腹部を貫かれもう既に瀕死の重傷である葛葉を指し、他二人はシッシッと虫を払うように手を振ってきた。

 二人は少しだけ表情をピクつかせたが、剣を鞘にしまった。


「おぉ良かった良かった……。キヒヒ、このまま戦うなんて宣ってたら、この場の全員殺す所でした。キヒヒ」


 ホッと胸を撫で下ろし、そう恐ろしい事を後から言う外套の男。

 葛葉の腹部を貫いていた土の塊が消え、ドサッと身体が地面に勢いよく落ちてしまった。
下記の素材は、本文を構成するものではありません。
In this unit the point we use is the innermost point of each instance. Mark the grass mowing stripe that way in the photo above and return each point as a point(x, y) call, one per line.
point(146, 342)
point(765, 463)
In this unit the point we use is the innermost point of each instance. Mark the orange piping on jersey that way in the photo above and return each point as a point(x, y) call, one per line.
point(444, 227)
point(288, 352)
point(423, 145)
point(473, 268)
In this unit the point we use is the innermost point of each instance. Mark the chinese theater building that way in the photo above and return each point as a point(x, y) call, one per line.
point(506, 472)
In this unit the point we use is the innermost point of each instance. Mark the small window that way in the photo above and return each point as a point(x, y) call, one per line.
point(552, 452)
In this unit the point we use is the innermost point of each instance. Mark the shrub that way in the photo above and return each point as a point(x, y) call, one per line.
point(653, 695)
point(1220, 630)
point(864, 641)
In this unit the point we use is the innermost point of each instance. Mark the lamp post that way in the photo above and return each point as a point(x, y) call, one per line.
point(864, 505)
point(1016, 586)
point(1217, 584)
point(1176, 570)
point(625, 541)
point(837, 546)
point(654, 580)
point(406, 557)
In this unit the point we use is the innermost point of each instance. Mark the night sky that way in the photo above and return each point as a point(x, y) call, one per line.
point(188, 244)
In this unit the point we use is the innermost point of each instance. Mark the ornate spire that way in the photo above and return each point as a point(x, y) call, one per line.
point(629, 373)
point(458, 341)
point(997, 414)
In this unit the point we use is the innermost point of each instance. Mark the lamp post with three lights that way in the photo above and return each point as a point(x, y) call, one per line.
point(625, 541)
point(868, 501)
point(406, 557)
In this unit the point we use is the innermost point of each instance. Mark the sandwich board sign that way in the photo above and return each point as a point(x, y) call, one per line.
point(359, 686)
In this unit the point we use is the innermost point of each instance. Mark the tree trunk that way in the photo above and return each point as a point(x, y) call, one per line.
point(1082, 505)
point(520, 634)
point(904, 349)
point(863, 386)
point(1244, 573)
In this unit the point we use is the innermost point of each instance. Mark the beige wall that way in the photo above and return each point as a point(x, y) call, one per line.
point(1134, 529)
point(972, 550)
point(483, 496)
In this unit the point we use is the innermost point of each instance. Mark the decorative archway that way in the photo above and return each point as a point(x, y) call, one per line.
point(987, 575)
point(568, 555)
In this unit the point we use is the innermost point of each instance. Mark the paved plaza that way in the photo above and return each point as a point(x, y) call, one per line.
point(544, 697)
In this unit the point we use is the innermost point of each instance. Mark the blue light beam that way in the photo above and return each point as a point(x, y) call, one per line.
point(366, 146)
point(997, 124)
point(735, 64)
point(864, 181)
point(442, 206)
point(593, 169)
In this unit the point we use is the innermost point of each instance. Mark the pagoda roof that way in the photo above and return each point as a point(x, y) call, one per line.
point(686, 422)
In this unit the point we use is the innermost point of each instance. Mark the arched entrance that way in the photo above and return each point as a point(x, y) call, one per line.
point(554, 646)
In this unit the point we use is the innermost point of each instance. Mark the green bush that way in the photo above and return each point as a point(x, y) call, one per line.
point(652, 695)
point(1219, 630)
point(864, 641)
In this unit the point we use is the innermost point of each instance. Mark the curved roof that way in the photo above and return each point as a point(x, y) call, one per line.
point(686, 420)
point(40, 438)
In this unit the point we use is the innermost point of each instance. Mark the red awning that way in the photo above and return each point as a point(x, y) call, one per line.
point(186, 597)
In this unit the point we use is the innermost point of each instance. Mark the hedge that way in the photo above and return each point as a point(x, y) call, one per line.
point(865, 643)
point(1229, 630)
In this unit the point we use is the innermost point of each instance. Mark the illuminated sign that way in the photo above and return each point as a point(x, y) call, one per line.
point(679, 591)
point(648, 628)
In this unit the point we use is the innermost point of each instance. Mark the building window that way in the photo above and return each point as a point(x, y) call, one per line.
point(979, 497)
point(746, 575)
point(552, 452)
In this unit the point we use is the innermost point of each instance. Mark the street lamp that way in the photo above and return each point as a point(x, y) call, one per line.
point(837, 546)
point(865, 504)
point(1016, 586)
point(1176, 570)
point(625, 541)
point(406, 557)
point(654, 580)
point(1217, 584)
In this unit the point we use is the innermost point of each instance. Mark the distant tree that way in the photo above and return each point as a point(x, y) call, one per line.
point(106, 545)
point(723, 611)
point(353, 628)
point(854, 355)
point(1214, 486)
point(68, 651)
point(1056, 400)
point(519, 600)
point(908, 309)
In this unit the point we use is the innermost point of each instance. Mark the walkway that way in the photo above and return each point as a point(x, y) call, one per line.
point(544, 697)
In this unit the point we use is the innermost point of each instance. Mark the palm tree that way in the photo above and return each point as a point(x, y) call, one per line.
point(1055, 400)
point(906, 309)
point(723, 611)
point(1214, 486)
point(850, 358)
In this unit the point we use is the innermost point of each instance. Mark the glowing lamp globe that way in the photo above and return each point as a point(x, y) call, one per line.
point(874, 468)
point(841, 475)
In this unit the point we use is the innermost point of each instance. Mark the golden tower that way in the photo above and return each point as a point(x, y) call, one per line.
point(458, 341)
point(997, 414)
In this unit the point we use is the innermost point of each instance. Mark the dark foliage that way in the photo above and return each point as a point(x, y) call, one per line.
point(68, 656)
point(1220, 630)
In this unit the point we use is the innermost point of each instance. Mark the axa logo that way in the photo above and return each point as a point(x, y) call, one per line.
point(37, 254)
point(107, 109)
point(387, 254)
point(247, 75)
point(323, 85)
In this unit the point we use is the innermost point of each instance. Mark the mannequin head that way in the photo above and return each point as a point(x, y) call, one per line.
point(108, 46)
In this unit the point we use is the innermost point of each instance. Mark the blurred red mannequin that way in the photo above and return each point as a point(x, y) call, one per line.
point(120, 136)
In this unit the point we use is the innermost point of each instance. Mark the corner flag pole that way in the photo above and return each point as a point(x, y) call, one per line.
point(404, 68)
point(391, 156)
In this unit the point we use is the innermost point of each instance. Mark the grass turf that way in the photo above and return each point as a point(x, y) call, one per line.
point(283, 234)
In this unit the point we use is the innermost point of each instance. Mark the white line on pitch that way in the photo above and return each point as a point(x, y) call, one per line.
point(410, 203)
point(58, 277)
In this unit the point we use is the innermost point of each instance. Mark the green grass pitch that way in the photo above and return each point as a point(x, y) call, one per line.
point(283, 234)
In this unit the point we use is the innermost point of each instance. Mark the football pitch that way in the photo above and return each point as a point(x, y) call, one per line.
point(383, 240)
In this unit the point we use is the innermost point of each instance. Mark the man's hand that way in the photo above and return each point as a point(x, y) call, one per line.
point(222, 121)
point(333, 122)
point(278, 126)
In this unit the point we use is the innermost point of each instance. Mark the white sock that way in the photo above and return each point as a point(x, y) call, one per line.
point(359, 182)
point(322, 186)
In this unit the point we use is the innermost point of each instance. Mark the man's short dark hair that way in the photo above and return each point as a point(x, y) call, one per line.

 衝撃によって腹部へ激痛がやってきてしまい、葛葉は少しだけ涙目になってしまった。


「くっ……。……す、すいません。私をここに残し……て下さい」

「ば、何を言って⁉︎」


 傷を『想像』で元通りにした葛葉がまだ感じる痛みに言葉を詰まらせながら、二人に願いを言い頭を下げた。

 青年は予想通りの反応を示し、ハイダは無反応だった。


「あくまでも狙いは私です……ですから避難民の皆さんは、私が足止めしている間にここから離れられます」

「誰かを犠牲にするなんて!」

「犠牲無しじゃ、救えるモノも救えません」


 葛葉の提案を却下する青年に対し、葛葉は負けじと反論した。自分以外が犠牲になるのなら葛葉も反対だが、自分が犠牲になると言うのなら大賛成だ。


「行って下さい……」

「だ、だけど」

「行って下さい……!」

「くっ、分かった、無理はしないでくれ‼︎」


 葛葉の圧に押されてしまい、青年は渋々馬車を出発させるように竜車の御者の下に走った。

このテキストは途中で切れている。